Three Challenges

  • Volume - the size of the data.
  • Velocity - the latency of data processing relative to the growing demand for interactivity
  • Variety - the diversity of sources, formats, quality, structures. Integrate

Big Data is any data that is expensive to manage and hard to extract value from.

Michael Franklin, Professor of Computer Science in University of Berkeley.

In Big data, the Big is relative, it is not necessary to be big. Sometimes, difficult data is perhaps what big data really means. It is not so much really big, it is about being challenging.

Big Data History

The earliest notion - 1989 :

The keepers of big data say they do it for the consumer's benefit. But data have a way of being used for purposes other than originally intended.

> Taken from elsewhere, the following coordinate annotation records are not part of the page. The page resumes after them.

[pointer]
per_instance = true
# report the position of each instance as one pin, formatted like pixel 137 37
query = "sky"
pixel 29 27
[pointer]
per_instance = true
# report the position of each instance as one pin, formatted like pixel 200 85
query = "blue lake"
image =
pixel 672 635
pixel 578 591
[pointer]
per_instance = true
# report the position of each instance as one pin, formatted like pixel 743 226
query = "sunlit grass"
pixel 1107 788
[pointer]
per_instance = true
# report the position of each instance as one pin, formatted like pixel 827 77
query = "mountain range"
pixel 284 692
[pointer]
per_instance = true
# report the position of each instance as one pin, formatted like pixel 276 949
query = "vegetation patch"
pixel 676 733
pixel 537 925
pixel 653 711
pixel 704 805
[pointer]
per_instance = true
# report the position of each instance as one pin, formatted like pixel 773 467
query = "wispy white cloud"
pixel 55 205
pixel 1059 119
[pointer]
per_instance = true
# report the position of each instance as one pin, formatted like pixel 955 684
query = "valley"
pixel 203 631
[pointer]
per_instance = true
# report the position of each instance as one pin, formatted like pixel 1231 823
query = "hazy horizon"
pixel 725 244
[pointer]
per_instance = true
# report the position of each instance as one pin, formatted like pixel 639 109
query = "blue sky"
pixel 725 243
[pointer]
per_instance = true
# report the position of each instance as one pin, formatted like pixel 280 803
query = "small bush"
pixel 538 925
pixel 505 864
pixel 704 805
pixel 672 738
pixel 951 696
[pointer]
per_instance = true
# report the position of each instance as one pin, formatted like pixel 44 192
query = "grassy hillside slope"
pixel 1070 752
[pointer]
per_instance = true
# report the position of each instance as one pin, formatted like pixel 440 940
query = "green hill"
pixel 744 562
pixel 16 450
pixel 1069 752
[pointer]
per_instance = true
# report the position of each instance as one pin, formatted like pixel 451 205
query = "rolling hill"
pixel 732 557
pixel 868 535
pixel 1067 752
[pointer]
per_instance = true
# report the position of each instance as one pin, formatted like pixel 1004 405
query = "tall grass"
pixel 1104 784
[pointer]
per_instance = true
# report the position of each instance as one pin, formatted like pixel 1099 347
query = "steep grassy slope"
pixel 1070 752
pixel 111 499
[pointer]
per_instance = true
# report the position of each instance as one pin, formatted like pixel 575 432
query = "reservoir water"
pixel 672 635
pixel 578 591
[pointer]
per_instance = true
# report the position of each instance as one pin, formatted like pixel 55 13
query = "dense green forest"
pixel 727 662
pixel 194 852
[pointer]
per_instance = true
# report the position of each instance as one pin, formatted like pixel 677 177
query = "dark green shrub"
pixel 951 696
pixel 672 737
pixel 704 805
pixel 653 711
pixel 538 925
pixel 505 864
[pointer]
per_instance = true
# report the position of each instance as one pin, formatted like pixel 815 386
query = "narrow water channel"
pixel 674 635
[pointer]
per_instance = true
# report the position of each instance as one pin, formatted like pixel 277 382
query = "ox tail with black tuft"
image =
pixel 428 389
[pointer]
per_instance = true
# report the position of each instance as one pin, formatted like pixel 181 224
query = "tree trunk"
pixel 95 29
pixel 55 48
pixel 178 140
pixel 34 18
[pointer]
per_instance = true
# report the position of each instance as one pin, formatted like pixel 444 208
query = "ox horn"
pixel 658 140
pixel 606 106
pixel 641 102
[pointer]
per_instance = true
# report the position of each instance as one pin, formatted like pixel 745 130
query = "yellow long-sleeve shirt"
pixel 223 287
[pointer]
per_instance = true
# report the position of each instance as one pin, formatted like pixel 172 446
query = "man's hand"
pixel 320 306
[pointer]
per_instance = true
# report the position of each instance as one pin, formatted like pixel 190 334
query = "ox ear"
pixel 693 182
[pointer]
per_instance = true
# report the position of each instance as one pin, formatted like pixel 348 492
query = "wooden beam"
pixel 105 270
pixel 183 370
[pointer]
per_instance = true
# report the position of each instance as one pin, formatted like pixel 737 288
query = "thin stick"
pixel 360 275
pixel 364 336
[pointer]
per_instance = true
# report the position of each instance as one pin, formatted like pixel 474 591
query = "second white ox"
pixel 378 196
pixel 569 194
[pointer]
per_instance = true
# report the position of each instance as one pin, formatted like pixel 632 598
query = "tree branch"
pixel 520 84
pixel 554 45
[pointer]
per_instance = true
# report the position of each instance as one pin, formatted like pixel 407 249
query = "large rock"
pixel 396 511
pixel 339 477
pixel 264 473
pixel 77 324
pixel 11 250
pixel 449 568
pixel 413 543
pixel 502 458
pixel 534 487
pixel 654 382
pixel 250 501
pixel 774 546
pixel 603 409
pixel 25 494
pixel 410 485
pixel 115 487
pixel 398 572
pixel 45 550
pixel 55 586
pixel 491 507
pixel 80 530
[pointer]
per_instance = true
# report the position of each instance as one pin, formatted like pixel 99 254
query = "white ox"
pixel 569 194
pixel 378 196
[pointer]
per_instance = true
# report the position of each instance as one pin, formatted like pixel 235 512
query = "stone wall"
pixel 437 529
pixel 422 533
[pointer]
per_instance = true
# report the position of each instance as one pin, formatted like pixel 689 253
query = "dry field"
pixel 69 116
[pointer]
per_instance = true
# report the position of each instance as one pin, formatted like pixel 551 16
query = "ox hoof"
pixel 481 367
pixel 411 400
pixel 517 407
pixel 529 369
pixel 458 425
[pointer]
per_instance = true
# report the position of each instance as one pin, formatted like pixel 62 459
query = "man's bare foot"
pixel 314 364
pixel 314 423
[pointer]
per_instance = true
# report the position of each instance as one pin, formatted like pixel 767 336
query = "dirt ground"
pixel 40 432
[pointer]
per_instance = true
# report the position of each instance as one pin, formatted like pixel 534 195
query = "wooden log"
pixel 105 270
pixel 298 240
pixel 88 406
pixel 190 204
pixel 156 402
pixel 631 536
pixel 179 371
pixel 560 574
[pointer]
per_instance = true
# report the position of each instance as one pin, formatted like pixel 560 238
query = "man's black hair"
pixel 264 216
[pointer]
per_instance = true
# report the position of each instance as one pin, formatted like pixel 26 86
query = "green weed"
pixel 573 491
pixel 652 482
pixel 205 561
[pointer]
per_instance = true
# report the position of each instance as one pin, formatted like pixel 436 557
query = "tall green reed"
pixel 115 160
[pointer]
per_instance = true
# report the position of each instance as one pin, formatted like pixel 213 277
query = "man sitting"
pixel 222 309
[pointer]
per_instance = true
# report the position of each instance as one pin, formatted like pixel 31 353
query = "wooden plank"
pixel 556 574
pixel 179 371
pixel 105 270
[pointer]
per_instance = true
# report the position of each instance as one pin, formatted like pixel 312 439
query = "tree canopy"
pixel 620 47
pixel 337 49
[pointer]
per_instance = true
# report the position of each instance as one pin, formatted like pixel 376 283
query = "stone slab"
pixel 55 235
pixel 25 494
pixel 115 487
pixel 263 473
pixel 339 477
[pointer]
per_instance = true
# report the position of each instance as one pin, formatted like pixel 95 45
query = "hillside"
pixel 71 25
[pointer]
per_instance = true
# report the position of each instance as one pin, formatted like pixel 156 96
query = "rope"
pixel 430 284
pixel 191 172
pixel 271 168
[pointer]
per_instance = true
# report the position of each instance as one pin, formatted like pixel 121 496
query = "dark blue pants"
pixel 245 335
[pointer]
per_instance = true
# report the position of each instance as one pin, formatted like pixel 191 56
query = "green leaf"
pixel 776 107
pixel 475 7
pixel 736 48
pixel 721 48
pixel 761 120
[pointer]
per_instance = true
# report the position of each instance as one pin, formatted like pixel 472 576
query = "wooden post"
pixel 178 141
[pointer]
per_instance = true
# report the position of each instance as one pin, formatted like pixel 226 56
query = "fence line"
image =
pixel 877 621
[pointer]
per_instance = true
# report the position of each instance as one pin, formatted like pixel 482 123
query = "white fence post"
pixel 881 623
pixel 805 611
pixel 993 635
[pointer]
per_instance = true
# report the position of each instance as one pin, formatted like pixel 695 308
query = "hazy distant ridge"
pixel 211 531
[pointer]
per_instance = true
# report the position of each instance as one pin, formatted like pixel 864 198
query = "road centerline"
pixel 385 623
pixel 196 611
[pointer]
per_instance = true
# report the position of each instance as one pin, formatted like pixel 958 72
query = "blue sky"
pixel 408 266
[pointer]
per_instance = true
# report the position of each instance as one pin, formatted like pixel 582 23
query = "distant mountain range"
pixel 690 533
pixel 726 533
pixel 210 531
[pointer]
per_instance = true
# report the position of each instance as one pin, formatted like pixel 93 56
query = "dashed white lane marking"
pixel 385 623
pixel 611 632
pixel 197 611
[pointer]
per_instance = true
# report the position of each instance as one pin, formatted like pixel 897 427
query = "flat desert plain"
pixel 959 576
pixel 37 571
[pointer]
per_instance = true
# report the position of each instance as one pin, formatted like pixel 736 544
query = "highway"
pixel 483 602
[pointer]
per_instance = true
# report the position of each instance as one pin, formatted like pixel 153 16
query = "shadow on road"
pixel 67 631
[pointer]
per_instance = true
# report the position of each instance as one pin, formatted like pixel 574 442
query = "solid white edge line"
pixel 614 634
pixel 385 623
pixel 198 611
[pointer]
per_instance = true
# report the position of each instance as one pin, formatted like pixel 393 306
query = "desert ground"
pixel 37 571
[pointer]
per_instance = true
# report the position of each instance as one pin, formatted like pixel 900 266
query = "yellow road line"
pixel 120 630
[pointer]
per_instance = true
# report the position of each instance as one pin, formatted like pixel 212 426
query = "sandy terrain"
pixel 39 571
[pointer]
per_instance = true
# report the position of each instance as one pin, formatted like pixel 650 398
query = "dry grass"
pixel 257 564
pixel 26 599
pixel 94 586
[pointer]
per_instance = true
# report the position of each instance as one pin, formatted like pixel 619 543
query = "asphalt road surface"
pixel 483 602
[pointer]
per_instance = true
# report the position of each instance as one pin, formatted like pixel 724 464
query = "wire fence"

Erik Larson, 1989, Haper's magazine

E-commerce, in particular, has exploded data management challenges along three dimensions: volumes, velocity and variety.

On Volume

The lower cost of e-channels enables and enterprise to offer its goods or services to more individuals or trading partners, and up to 10x the quantity of data about an individual transaction may be collected - thereby increasing the overall volume of data to be managed.

On Velocity:

E-commerce has also increased point-of-interaction (POI) speed, and consequently the pace data used to support interactions and generated by interactions.

On Variety:

Through 2003/4, no greater barrier to effective data management will exist than the variety of incompatible data formats, non-aligned data structures, and inconsistent data semantics.

Big Data ... and the Next Wave of InfraStress

Jhon R. Mashey, Former Chief Scientist, SGI

Disk capacities growing incredibly fast, disk latencies not keeping pace.

Big Data Now

... the necessity of grappling with Big Data, and the desirability of unlocking the information hidden within it, is now a key theme in all the sciences - arguably the key scientific theme of our times.

Francis X. Diebold, Paul F. and Warren S. Miller Professor of Economics, University of Pennsylvania

Where does big data come from?

  • "Data exhaust" from customers - actually tracking a lot information about what customers do.
  • New and pervasive sensors - the availability of new and pervasive sensors. We are actually able to get visibility on data sources that we previously couldn't
  • The ability to "keep everything" - The capacities of disk has gone up and the cost of per storing a byte has gone down, and we sort of have ability to keep everything.


Car black boxes

Data Science, big data

More and more new cars will be equipped with these black boxes that are a lot like what's going on inside airliners have. The reason is for forensics in the event of a crash, but they also record a lot of other information. Ans so insurance companies have similar devices that you can opt in, you can voluntarily plug in to reduce your insurance rates. That track your speed, track other kinds of aspects of your driving habits. So this technology would have been simply hard to imagine in 20 or 30 years ago.


Data Science, big data

HydroSense is a pressure-based sensor that automatically determines water usages activity and flow down to the source (e.g., diskwasher, laundry, shower) from a single non-intrusive installation point.


Data Science, big data

ElectriSense is a single plug-in sensor that provides whole home device level usage data. That is, using a single sensor plugged in anywhere in the home, ElectriSense can infer which electrical appliances are on and which off. This data could be used for numerous applications, for example, for providing home owners with itemized electrical bill that not only shows the total energy consumption but breaks the total on a per appliance basis (TV consumed 20 KWh, Lighting consumes 18 KWh and so on).